Choosing Your Cleanroom Door
One of the biggest challenges in designing cleanroom doors for the pharmaceutical industry is creating a sturdy door with a high hygienic performance that is light and easy to clean. These factors need to be considered when designing hygienic doors for all areas, but in a cleanroom environment, one of the most important considerations is the weight of the door. Manufacturing a door that complies with fire regulation can add weight to the initial product, which can make it very difficult to open. The differential air pressures within cleanrooms also exacerbate this problem so it is important to consider whether automated access control needs to be fitted to each door.
Overall, the most important factor to consider when designing a cleanroom door is the material used. At Dortek, we manufacture our cleanroom doors from GRP (glass reinforced polyester). The closed cell, inorganic nature of GRP means that it has an excellent hygienic performance. It is also lighter and easier to repair than other materials.

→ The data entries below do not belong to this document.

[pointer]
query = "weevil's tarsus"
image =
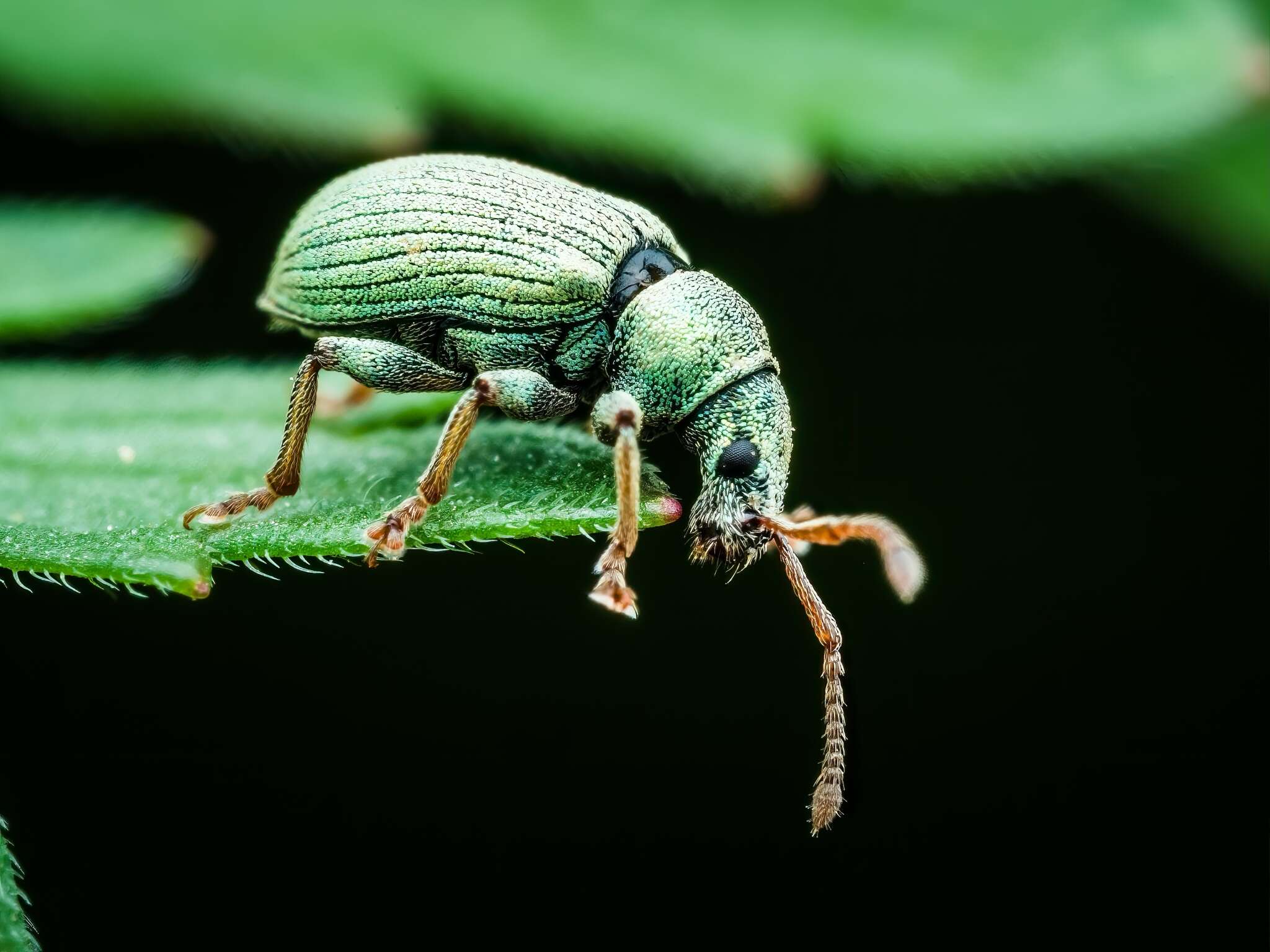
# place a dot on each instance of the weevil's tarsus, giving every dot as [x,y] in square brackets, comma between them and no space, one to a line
[827,795]
[618,418]
[283,479]
[388,537]
[905,568]
[523,395]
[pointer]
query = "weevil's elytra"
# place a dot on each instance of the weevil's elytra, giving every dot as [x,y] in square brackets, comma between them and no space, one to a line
[538,296]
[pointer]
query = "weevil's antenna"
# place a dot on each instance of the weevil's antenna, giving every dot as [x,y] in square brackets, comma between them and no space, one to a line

Why are GRP doors better than steel?
Previously, timber, laminate, steel and GRP were all available to the pharmaceutical industry for the manufacture of doors. Whilst timber doors are still in place in some pharmaceutical facilities, hygiene regulation now prohibits their use in many areas and it is rare to see one in a modern cleanroom
Today, steel and GRP doors are now the main choices available to the pharmaceutical industry. In areas where hygiene is important, there is really no comparison between the two; in every aspect, I believe that GRP doors perform much better than their steel counterparts, and our customers that have specified GRP never go back to steel. In fact, many of the major pharmaceutical companies have already begun to replace their existing steel doors with GRP before the end of their lifecycle because of the poor performance both in terms of ease of use and hygienic performance.
GRP doors comply to all latest GMP requirements in pharmaceutical and nutritional facilities, and because of their smooth, seamless construction, are easy to clean and do not harbour bacteria. GRP doors are completely water resistant, and will not warp, rust or rot when exposed to the prolonged use of disinfectants, chlorine releasing agents and VHP (vaporised hydrogen peroxide).
The construction of steel doors leaves seams and crevices, particularly around vision panels and the top and edges of doors. These harbour bacteria and are difficult to clean, compromising the hygienic performance of the door, and jeopardising the cleanliness of materials and the validity of any research conducted in the cleanroom. They can also oxidise when exposed to regular cleaning regimes.
GRP doors are also easier to use on a day-to-day basis than their steel counterparts. The biggest complaint we hear about steel doors from our pharmaceutical clients, however, revolves around ease of use. The weight and hinging arrangement (piano hinges in some situations) make steel doors extremely difficult to operate, especially when fire rated. Whether fire rated or not, GRP doors typically weigh much less than steel doors, and differential air pressures have much less effect on their ease of use.
GRP doors are also much better value than steel doors when lifecycle costs are factored in. Depending on the type of structure, steel doors will often require additional heavy steelwork to reinforce the door opening before installation. In heavy traffic areas, doors are subject to a lot of wear and tear. The surfaces of steel doors mark very easily and require regular maintenance to ensure hygienic performance is not compromised. Also, should a steel door suffer impact damage, it can easily dent and cannot be repaired in situ. Any repairs/replacement must take place during very expensive facility shutdowns where time is at a premium.
Door openings for GRP doors require lining as with any door, but no additional steelwork is required. They do not need decoration, and suffer less wear on both hinges and door closers. Similarly, GRP doors flex under impact and do not dent. If damaged, they can be easily repaired whilst still in place and are extremely unlikely to need replacing during a normal lifecycle.